Question

An air bubble in a glass slab (${\mu _g}\, = \,1.5$) is $6cm$ deep as viewed from one face and $4cm$ as viewed from the other face. The thickness of glass slab is:
A. $10cm$
B. $15cm$
C. $6.67cm$
D. $11.67cm$

Answer 1

Hint: Refractive index is the measure of the bending of a ray of light when passing from one medium into another medium.We are unable to see the actual depth of the substance in a medium due to the refraction of light when it travels from one medium to another medium. The thickness of the glass slab can be calculated by taking the sum of the real depths for both the faces of the glass slab.
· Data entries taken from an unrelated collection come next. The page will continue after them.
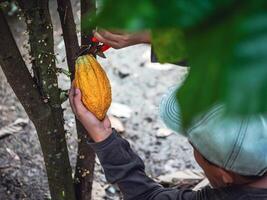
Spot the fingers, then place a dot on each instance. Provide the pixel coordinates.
(78, 104)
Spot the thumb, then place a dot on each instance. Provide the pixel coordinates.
(78, 101)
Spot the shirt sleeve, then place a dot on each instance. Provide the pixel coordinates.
(126, 169)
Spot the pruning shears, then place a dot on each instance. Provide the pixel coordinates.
(95, 47)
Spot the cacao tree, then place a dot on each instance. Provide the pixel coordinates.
(40, 95)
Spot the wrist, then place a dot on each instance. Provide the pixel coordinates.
(100, 134)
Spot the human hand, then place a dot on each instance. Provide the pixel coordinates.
(118, 40)
(97, 130)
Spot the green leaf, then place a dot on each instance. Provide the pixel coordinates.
(169, 45)
(228, 65)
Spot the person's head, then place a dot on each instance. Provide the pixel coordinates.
(231, 150)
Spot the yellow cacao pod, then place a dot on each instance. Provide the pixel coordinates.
(94, 85)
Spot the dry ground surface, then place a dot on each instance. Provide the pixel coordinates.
(136, 83)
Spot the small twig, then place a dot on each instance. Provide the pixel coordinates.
(6, 167)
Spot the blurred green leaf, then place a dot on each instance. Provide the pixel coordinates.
(169, 45)
(224, 42)
(228, 65)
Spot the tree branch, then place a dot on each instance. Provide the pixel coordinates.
(69, 33)
(18, 75)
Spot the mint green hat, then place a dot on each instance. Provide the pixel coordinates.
(233, 143)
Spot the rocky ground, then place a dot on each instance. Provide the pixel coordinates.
(137, 87)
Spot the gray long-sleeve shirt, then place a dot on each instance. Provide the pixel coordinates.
(126, 169)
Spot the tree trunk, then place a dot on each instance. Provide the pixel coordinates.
(40, 96)
(86, 155)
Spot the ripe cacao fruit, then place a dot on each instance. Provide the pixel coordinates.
(94, 85)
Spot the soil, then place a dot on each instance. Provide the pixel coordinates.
(136, 83)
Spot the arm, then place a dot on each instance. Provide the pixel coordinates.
(121, 165)
(119, 40)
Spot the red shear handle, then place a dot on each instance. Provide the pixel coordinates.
(104, 47)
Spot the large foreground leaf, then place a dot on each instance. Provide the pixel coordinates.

Complete step by step solution:
According to the question, the air bubble is inside a glass slab of refractive index,${\mu _g}\, = \,1.5$.
Now, as we know due to refraction, we are unable to measure the real depth of the substance in a medium. So, the depth measured here is the apparent depth.
Refractive index can be expressed in terms of actual and apparent depth as
${\mu _g}\, = \,\dfrac{{{x_R}}}{{{x_{Ap}}}}$……(i)
Here,
Refractive index,${\mu _g}\, = \,1.5$is a unitless quantity.
Real depth is given by${x_R}$ which is measured in$cm$.
Apparent depth is given by ${x_{Ap}}$ which is measured in$cm$.
Now, according to the question:
The air bubble appears to be $6cm$deep when viewed from one face and $4cm$ deep when viewed from the other face.
Hence, $6cm$and $4cm$ are the apparent depths of the air bubble as viewed from one face (Face$1$) and another face (Face$2$) respectively.
Now, for Face $1$
It is understood that the apparent depth from this face is given by${x_{Ap1}}$where ${x_{Ap1\,}}\, = \,6\,cm$.
Substituting the values of refractive index${\mu _g}\, = \,1.5$and apparent depth${x_{Ap1\,}}\, = \,\,6\,cm$in equation (i), for Face$1$
For finding the real depth for Face$1$
${\mu _g}\, = \,\dfrac{{{x_{R1}}}}{{{x_{Ap1}}}}$
$ \Rightarrow \,1.5\, = \,\dfrac{{{x_{R1}}}}{6}$
$ \Rightarrow \,{x_{R1}}\, = \,\,6\, \times \,1.5\,cm$
$ \Rightarrow \,{x_{R1}}\, = \,9\,cm$
Therefore, the real depth of air bubbles from Face $1$ is given by ${x_{R1}}\, = \,9\,cm$.
Now, for Face $2$
It is understood that the apparent depth from this face is given by ${x_{Ap2}}$ where ${x_{Ap2\,}}\, = \,\,4\,cm$.
Substituting the values of refractive index ${\mu _g}\, = \,1.5$ and apparent depth ${x_{Ap2\,}}\, = \,\,4\,cm$ in equation (i), for Face$2$
For finding the real depth for Face$2$
${\mu _g}\, = \,\dfrac{{{x_{R2}}}}{{{x_{Ap2}}}}$
$ \Rightarrow \,1.5\, = \,\dfrac{{{x_{R2}}}}{4}$
$ \Rightarrow \,{x_{R2}}\, = \,\,4\, \times \,1.5\,cm$
$ \Rightarrow \,{x_{R2}}\, = \,6\,cm$
Therefore, the real depth of air bubbles from Face $2$ is given by ${x_{R2}}\, = \,6\,cm$.
Thus the thickness of the glass slab is given by the sum of the real depths of the air bubble from both faces (Face$1$ and Face$2$).
Let the thickness of glass slab be $t$ in$cm$,
$t\, = \,{x_{R1}}\, + \,{x_{R2}}$
$ \Rightarrow \,t\, = \,9 + \,6\,cm$
$ \Rightarrow \,t\, = \,15\,cm$
Hence, the thickness of the glass slab is given by $t\, = \,15\,cm$.
Therefore, option (B) $15\,cm$ is the correct option.

Note:
An object placed in a denser medium when viewed from a rarer medium appears to be at a depth less than the real depth which is known as apparent depth but when the object in the denser medium is viewed along the normal from a rarer medium, the apparent shift in depth is zero.